I remember sitting at my laptop reading the international news when a blog message came through about young Zack Stark who after having come out to his parents, was being sent (against his will) to rehabilitation therapy with an ex-gay ministry known as "Love in Action". I remember reading the blog post with both anger and concern, desperate to know more about what was happening in this young man's life, especially as I was sitting at the other end of the world. Zack was reaching out for some support, understanding and dare I say love, and the world responded. Through his friends passing on the message, the story spread and within moments young gay and lesbian men and women (with their straight allies) had mobilised. Then Zack disappeared into the confines of "Love in Action" and for eight weeks neither his friends nor the world knew what was happening, or how Zack was feeling.
Outside "Love in Action" his friends and supporters had gathered, using loud speakers and a simple message of hope, love and tolerance they reached out to him and others. Days passed and they stayed, reaching out to all that would listen. Inside the counsellors unaware of the international outpouring of concern seemed at first oblivious, only to realise that it was not something that could be ignored. The activists outside challenged them saying if as an adult you want to undergo such therapy (with your eyes wide open) as a consenting adult, then so be it. However, as an unwilling young man (or women) that is an entirely different thing. Where are the rights of young men and women struggling with self-identity and the realisation that they are gay? Are these not legitimate struggles deserving of a reasoned, tolerant and appropriate response? Or are we to allow the concerns of others (in this particular case parents) to outweigh the rights of these young men and women.
The documentary deals with many of these issues in a manner which is sensitive to all those concerned. Due consideration is given to both sides of the debate, which makes for some fascinating insight into the motivations behind those that would seek to convert the sexual orientation of others. Whilst Zack's parents did not participate in the documentary, previous interviews given by his father are shown, giving the audience some insight into his mind. What is clear is that he loves his son, and he thinks that he is doing the right thing. What is not clear is whether his motivation is entirely divorced from his own attitudes to homosexuality, and whether he is not allowing age old prejudices and religious positions to augment that concern. Who is he concerned with in the end?

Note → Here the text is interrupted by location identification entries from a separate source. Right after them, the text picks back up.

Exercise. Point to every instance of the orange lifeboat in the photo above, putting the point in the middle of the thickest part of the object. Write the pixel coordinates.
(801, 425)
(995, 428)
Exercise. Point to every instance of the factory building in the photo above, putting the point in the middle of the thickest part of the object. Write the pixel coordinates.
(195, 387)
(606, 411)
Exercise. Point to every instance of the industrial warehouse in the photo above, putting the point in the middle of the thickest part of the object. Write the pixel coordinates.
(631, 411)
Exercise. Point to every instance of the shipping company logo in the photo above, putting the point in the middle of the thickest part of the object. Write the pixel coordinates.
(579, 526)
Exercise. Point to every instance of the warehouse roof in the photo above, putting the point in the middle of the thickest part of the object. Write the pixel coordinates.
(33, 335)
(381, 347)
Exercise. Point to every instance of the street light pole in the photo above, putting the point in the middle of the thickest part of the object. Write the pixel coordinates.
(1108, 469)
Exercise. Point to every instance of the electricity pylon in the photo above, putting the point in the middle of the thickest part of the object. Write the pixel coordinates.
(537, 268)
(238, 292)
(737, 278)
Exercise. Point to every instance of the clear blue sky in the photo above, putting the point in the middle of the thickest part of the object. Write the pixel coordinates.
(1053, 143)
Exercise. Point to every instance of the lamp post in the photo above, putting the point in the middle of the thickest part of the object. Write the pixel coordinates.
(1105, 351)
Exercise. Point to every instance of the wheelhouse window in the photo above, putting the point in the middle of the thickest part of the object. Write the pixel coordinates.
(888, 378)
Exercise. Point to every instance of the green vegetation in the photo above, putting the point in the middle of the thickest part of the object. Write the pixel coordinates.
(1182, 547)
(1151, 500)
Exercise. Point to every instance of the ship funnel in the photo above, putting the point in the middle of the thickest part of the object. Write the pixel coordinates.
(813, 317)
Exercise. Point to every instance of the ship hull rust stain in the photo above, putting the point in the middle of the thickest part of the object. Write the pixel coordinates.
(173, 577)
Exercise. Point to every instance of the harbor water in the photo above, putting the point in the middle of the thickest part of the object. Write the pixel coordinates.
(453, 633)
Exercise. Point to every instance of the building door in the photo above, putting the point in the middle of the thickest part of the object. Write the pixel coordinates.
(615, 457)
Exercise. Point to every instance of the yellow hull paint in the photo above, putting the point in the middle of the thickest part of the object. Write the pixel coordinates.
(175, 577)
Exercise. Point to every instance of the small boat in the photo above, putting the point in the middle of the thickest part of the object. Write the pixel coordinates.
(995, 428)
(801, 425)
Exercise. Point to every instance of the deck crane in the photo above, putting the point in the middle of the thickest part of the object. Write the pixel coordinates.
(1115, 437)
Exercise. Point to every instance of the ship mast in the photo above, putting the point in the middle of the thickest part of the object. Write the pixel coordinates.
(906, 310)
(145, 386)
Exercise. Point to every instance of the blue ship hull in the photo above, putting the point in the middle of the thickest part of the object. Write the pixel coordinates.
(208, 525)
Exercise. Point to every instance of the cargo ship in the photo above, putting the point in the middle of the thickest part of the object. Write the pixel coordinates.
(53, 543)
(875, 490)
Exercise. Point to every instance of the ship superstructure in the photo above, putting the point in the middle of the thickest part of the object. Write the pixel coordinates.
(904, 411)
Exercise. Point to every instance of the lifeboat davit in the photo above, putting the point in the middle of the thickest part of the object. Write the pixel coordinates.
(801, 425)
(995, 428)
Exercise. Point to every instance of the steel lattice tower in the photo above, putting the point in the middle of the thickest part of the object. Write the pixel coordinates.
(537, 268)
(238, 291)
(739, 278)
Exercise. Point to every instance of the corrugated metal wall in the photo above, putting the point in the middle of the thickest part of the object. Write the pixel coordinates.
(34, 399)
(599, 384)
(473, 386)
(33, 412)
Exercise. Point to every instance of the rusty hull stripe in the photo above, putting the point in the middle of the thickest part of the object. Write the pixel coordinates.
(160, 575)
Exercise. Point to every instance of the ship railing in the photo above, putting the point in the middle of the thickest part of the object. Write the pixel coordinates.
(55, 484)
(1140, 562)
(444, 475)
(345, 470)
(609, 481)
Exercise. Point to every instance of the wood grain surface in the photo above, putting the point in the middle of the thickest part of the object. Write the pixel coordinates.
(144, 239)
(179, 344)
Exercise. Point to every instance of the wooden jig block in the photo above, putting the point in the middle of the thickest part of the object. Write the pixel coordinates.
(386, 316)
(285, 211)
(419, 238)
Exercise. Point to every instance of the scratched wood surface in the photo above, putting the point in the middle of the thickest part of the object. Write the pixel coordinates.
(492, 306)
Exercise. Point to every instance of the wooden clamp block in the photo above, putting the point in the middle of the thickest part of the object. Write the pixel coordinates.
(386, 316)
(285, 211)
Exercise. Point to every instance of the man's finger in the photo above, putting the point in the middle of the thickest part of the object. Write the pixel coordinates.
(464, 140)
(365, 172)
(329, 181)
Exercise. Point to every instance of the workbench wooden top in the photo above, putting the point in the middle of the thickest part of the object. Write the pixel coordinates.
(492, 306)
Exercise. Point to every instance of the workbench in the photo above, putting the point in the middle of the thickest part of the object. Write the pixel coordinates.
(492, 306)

Zack is a delightful young man who is both articulate and well reasoned, although it is painfully obvious to the audience the true nature of his thoughts, emotions and experiences are being rationed. He is not free (whatever reason) to speak his mind, and his response whilst sincere is both measured and unclear. Almost as if he knows that to speak his mind, there will be consequences not only for himself but the lives of those around him. Perhaps the debate is far too big for him to bare (and in truth he really shouldn't have to), and all he wants is the freedom to be himself in a world that accepts him for who he is. Is this too much to ask? Perhaps it is, especially when considering the vested interests.
This story is a must for anyone interested in this debate, regardless of which side of the issue you stand.